ATA KIWANG DI KOTA CAHAYA
Seraut wajah menyeruak di tengah pendar cahaya ibukota. Wajah itu,
auranya menggambarkan keheningan sebuah puncak gunung yang tidak asing lagi bagi
penglihatanku.
Sebelum
jelaga ibukota membasuh wajah pria itu, ijinkanlah kisahku mengenalnya sebagai ata kiwang(orang kampung). Mungkin tanya
segera berkeliaran. Mengapa harus memahat sang pria dengan label ata kiwang? Bukankah dirinya telah berahim
cukup lama di tanah bernama metropolitan? Peduli setan dengan pertanyaan demikian.

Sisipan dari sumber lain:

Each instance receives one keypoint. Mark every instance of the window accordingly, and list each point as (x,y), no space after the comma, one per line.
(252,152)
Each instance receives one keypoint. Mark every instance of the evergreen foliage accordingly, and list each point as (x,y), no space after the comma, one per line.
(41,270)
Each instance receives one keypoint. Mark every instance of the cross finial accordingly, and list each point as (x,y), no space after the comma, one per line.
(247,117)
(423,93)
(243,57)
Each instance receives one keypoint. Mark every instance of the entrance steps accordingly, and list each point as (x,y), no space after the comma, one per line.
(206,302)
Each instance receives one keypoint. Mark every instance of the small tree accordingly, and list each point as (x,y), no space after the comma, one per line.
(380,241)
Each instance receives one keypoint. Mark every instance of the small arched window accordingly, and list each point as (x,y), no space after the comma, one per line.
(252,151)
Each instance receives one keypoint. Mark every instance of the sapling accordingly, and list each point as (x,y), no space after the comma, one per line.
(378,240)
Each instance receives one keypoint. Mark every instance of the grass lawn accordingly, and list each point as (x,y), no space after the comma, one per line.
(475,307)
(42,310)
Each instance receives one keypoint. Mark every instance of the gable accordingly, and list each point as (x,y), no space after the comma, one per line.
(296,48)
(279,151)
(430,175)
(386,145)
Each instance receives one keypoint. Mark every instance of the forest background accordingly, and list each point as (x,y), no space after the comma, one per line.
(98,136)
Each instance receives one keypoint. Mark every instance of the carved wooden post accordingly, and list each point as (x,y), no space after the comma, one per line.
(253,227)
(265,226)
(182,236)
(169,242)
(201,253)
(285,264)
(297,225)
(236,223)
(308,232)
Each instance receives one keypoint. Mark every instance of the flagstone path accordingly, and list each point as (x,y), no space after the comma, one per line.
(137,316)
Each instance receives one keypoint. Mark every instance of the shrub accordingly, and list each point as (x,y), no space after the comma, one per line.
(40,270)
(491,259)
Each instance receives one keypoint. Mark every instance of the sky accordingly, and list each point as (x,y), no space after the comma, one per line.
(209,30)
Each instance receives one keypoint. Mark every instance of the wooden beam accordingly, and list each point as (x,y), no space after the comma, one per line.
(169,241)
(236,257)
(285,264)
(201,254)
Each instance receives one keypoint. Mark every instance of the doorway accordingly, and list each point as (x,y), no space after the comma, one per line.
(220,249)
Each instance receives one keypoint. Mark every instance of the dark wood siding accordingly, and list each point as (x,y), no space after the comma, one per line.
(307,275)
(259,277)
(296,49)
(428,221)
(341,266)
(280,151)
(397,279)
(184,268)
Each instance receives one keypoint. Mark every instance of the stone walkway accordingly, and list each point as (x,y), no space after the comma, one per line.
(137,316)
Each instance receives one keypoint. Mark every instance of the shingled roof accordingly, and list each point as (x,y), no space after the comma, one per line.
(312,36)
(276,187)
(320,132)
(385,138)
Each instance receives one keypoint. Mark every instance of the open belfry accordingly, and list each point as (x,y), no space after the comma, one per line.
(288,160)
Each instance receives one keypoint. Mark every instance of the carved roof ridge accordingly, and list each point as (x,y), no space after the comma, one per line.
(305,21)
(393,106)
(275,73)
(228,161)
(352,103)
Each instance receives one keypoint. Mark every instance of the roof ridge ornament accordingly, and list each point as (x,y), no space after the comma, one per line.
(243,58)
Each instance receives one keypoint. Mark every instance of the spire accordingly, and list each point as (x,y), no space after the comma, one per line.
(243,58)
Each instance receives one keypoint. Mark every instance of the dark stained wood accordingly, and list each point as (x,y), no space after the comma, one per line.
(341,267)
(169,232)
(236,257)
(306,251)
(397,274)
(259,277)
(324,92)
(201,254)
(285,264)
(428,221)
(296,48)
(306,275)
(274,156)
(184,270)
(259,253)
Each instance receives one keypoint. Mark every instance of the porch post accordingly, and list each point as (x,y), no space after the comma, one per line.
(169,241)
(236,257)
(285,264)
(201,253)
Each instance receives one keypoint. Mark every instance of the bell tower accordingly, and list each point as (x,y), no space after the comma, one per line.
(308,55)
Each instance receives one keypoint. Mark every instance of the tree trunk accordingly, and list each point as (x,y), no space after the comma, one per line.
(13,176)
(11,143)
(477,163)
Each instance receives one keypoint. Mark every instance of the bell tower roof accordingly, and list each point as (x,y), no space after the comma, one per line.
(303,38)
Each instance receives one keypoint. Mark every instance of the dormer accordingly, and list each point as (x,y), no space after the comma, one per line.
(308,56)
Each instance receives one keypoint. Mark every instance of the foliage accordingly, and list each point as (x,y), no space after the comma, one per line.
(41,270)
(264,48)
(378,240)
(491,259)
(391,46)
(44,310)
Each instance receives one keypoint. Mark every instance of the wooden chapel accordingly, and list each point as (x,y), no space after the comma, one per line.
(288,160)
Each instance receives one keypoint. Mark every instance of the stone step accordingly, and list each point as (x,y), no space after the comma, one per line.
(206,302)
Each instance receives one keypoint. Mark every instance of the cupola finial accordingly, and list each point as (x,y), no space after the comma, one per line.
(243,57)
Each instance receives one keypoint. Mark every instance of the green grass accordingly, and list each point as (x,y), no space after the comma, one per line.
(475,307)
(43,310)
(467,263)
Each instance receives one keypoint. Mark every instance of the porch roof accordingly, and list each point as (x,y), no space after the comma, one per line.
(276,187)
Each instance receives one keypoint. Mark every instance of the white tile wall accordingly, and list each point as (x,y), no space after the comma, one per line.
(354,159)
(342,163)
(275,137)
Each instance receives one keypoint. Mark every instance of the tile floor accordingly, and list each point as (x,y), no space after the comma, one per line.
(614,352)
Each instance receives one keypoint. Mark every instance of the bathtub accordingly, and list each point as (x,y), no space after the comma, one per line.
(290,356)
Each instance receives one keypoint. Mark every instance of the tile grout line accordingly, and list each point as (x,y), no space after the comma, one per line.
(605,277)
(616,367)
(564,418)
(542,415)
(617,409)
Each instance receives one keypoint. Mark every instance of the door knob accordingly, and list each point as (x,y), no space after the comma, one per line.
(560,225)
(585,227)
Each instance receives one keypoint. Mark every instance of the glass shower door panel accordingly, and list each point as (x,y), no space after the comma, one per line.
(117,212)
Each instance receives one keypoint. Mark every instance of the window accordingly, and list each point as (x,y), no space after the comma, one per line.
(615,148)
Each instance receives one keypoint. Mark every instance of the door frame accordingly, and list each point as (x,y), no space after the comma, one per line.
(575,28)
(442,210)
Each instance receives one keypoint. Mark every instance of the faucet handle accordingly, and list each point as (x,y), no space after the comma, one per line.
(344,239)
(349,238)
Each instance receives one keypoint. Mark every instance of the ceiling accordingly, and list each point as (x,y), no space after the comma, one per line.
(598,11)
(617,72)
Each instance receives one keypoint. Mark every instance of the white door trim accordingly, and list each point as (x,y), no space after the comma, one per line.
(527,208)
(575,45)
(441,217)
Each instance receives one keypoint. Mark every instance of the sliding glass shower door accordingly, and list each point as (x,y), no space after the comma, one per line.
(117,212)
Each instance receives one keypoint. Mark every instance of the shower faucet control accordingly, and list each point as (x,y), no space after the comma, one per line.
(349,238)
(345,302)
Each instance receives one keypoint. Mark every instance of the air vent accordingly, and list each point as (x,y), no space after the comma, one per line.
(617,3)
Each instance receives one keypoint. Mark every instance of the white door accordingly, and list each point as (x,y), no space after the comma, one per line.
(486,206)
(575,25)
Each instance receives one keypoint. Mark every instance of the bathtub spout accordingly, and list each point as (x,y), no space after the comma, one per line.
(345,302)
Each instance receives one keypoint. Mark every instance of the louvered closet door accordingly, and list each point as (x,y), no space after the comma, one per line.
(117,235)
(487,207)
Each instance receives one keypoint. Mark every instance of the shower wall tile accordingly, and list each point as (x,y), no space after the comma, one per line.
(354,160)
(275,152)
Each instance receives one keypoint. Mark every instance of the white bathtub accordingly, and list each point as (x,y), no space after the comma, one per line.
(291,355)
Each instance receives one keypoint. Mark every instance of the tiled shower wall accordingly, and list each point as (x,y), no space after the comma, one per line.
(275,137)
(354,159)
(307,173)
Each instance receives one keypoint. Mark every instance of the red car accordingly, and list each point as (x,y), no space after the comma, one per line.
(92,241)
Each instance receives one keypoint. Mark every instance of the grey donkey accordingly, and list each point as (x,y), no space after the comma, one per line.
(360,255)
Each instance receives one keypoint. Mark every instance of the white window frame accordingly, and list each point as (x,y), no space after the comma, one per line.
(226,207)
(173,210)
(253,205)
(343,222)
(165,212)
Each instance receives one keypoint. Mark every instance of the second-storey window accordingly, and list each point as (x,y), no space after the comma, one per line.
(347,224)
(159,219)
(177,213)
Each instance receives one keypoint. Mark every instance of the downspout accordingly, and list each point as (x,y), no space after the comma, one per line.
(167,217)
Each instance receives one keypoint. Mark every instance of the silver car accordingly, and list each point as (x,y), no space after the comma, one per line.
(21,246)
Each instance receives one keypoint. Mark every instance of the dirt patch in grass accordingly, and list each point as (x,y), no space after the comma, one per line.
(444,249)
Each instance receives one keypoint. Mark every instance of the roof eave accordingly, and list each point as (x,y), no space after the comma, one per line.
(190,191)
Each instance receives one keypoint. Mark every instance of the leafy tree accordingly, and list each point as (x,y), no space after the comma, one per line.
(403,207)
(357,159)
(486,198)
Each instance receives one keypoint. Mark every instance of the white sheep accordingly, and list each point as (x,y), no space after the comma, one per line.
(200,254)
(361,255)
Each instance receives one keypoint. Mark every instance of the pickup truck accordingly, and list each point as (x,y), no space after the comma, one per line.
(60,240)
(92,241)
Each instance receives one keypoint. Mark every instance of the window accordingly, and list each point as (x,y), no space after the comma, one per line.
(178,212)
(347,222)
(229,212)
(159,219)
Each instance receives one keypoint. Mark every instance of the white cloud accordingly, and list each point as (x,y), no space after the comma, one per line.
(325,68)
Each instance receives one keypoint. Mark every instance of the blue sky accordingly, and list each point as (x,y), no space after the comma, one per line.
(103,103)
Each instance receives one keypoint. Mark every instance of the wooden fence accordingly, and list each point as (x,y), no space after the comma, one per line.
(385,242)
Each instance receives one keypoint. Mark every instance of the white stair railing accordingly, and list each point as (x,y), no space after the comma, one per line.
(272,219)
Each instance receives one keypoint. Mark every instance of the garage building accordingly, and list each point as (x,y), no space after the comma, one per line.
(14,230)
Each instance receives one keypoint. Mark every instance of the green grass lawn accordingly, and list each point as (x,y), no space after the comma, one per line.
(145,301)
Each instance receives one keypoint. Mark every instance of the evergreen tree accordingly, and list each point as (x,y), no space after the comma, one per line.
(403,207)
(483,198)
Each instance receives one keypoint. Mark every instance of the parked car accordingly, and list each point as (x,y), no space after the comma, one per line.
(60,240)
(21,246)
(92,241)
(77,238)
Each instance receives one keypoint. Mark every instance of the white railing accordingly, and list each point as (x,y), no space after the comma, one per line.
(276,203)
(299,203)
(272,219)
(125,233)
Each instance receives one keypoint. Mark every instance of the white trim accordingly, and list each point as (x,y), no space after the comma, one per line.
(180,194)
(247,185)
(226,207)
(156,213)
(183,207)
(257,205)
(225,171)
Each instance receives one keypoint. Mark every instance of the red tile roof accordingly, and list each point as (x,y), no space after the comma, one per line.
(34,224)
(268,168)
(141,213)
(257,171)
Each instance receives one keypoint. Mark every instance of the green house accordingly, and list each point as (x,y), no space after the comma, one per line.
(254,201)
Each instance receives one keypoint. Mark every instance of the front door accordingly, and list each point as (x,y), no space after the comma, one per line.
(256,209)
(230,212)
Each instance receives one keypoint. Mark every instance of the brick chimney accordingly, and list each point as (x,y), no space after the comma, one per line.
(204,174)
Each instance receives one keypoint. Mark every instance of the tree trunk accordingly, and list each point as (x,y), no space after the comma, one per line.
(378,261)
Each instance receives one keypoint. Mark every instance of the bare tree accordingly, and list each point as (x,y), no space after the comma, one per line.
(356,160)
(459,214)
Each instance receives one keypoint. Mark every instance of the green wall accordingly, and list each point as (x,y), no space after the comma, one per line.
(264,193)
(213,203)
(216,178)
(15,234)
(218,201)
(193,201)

Tanya klise, picisan dan seharga gorengan yang dijajakan pedagang kaki
lima. Ok !! ata kiwang akan dikisahkan dalam kisah tentangnya.
Datang
dari kampung di ujung pulau berbentuk ular pada beberapa tahun kemarin, ia hanya
berbekal pengetahuan sekenanya tentang kehidupan kota seribu cahaya. Cerita seputar kehidupan Jakarta disimaknya dari orang-orang sekitar yang pernah lekat di
ibukota atau dari tontonan di tv. Beragam informasi itu diendap mungkin pula ia
refleksikan agar bisa menghasilkan sari cerita tentang Jakarta. Tapi ini hanyalah
kemungkinan dariku. Kebenarannya masih menunggu uraian darinya.
Aku mengkisahkannya sebagai Ata Kiwang Berburu Serenada. Lantas, serenada
apa yang diburunya? Bukankah agak melankolis dan bernada gaya abad pertengahan?
Bisa iya jika dipikirkan demikian. Tapi biarkanlah kisah ini berkisah tentang seperti
apa dan bagaimana serenada yang diburu ata kiwang.
Bersitatap
dengannya mengembalikan kenangan tentang kampung halaman di kaki gunung Ile Mandiri. Ingatan tentang tingkah warga
kampung membuncah, bersinar terang, menghalau silang sengkarut cahaya ibukota.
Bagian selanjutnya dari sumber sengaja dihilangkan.